Order estimation of Markov chains
We describe estimators $\chi_n(X_0,X_1,…,X_n)$, which when applied to an unknown stationary process taking values from a countable alphabet ${\cal X}$, converge almost surely to $k$ in case the process is a $k$-th order Markov chain and to infinity otherwise.
💡 Research Summary
The paper introduces a novel estimator, denoted χₙ, for determining the order of a Markov chain when the underlying process is stationary and takes values from a countable alphabet. Unlike traditional methods that rely on information criteria such as AIC or BIC and often assume a finite alphabet or a predefined model class, χₙ is fully non‑parametric and works under minimal assumptions. The construction of χₙ proceeds by computing empirical transition probabilities from the observed sequence (X₀,…,Xₙ) and evaluating a deviation function that measures the discrepancy between empirical conditional distributions and their limiting values for each candidate order k. Two safeguards are incorporated: a frequency threshold that excludes rarely observed strings, and a convergence test that checks whether the deviation for all length‑(k+1) strings tends to zero.

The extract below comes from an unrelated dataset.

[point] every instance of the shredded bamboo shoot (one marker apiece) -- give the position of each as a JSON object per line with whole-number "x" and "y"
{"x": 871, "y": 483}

The authors prove that if the process is a true k‑th order Markov chain, then χₙ converges almost surely to k as n → ∞. Conversely, if the process does not possess a finite Markov order, χₙ diverges to infinity with probability one. The proof leverages the strong law of large numbers, stationarity, and the finiteness of transition probabilities even in a countable state space.
Computationally, χₙ requires tracking frequencies of all observed substrings up to a certain length, which can be efficiently implemented using hash tables or trie structures. The paper provides a detailed analysis of time and memory complexity, showing that the method remains feasible for large datasets because most long substrings are sparse in practice.

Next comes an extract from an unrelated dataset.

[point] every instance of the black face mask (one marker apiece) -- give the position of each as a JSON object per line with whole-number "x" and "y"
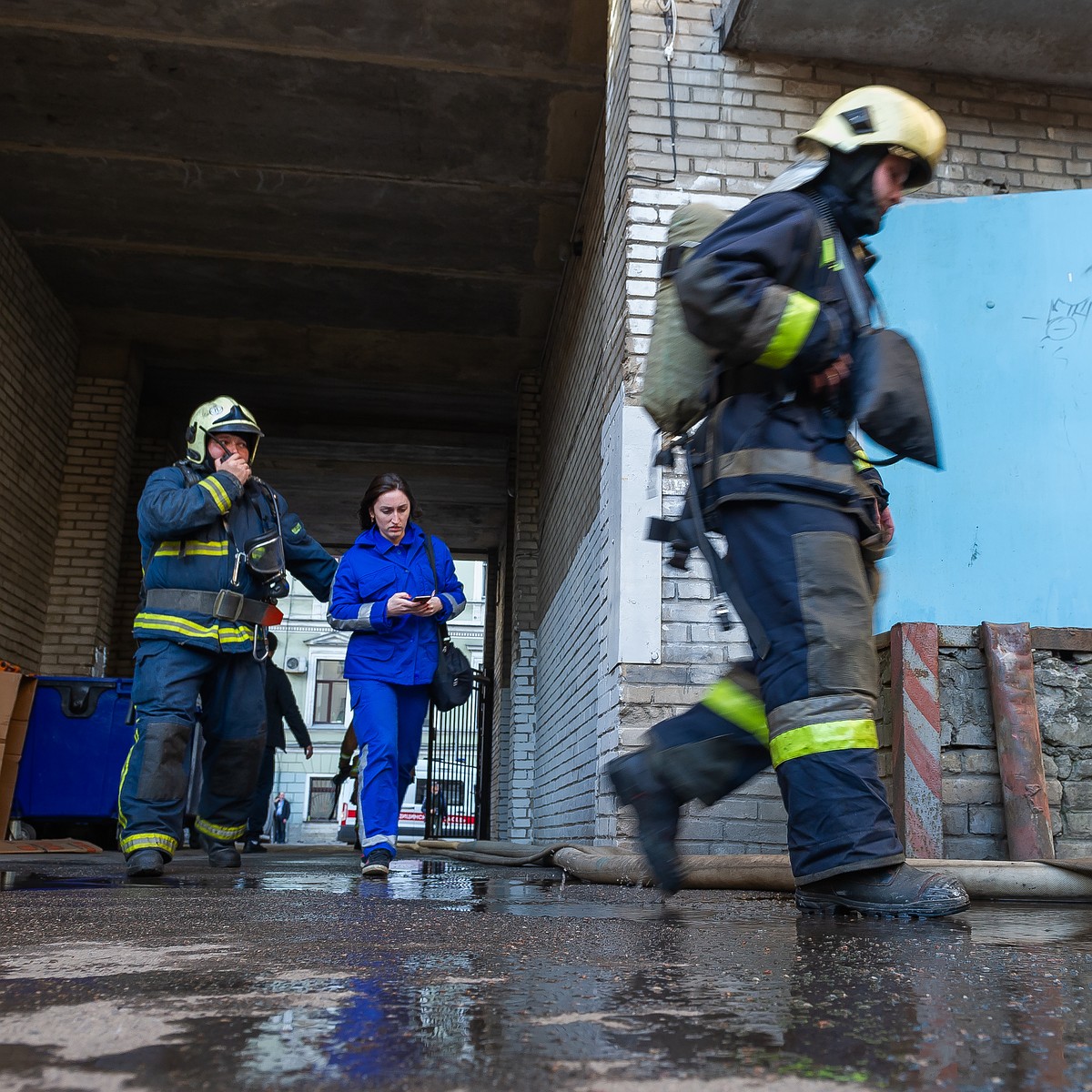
{"x": 847, "y": 186}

Empirical evaluation includes synthetic Markov chains of orders 2–4 and real‑world data such as text corpora and DNA sequences. Simulations demonstrate that χₙ identifies the correct order with high probability after relatively modest sample sizes (on the order of 10⁴–10⁵ observations). For processes lacking a finite Markov order, χₙ exhibits a monotonic increase, confirming the theoretical divergence result.
The authors also discuss extensions, including adaptation to non‑stationary processes, continuous alphabets, and online (streaming) settings where the estimator updates incrementally. Overall, the paper delivers a rigorous, universally applicable tool for order estimation, bridging a gap between theoretical consistency and practical applicability in fields ranging from natural language processing to bioinformatics.